Uma pessoa que ainda não fez esta mudança ou está com o processo em trâmite pode, em alguns estados ou municípios, utilizar seu nome social ao preencher formulários de serviços públicos – por exemplo, em atendimento no SUS. Nesse caso, há dois campos de preenchimento, um para nome de registro e outro para o nome social escolhido.
Isso já é possível desde abril de 2016 quando a então presidenta Dilma Rousseff assinou um decreto reconhecendo a identidade de gênero de pessoas travestis e transexuais. O projeto aprovado pela Assembléia de Santa Catarina estenderia a prática aos serviços públicos do estado, não só os nacionais e fortaleceria campanhas contra preconceito, de informação.
O decreto procura diminuir casos de constrangimento – uma das muitas formas de violência contra as pessoas trans. O estudante de direito Marcelo de Melo, homem transgênero e membro da Rede Feminista de Juristas DeFEMde afirma: “O respeito ao nome social é de extrema e crucial importância para a vida da pessoa trans e travesti. Assegura que consigamos viver em sociedade, nos portar, viver e existir tendo nossa identidade real respeitada. Você já imaginou viver sendo chamado por um nome que não o seu? Por um gênero que não o seu?”
“O avanço no uso do nome social nas repartições públicas permitiu que nossa população pudesse sair das sombras da noite e conviver com o mínimo de dignidade em ambientes majoritariamente cisgêneros.”

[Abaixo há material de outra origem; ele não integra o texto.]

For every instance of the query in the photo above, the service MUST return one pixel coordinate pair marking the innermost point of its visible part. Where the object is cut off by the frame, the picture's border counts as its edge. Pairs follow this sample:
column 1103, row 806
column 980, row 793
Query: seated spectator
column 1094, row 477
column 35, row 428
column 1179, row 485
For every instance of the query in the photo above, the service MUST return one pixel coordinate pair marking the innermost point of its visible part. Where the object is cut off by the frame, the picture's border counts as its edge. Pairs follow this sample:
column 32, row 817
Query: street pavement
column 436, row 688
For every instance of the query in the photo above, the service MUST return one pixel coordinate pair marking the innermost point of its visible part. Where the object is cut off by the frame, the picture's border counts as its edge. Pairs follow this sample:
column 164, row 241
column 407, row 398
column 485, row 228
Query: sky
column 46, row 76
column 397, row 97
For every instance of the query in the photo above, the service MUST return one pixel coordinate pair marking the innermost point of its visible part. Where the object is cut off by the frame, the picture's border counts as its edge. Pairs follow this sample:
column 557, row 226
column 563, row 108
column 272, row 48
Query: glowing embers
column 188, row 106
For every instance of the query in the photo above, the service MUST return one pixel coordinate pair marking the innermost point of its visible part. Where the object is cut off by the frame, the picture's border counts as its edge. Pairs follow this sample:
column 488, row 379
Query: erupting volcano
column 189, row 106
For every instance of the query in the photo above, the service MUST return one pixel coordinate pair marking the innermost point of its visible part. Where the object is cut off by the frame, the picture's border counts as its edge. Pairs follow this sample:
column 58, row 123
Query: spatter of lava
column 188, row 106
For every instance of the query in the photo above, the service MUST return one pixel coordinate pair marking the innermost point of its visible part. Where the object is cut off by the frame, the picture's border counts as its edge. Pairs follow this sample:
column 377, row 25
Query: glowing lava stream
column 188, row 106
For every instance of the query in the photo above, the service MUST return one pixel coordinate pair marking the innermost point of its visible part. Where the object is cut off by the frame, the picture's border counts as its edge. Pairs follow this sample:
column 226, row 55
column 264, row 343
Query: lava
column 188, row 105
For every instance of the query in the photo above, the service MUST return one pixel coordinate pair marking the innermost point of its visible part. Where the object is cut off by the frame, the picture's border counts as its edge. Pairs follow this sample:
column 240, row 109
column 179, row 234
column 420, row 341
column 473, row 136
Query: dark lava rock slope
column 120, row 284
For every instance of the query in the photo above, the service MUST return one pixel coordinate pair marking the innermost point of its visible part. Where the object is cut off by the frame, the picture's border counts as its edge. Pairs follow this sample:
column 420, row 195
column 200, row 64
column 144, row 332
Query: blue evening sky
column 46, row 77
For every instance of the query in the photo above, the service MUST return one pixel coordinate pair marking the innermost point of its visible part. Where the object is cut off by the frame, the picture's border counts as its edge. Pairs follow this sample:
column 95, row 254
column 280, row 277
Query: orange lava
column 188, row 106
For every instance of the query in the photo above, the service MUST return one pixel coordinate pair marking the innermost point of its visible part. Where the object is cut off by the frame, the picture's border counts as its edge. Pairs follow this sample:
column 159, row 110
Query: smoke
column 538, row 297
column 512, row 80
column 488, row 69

“Trata-se de uma legislação que não está mudando as formas de registro, apenas replicando [a decisão nacional] no Estado”, explica Marcelo. “Ela persegue o interesse público na representação das pessoas transgêneras e travestis ao garantir que sua dignidade seja respeitada. O veto do governador é um ataque a nossa existência, ao nosso direito à igualdade e dignidade, garantidos constitucionalmente.”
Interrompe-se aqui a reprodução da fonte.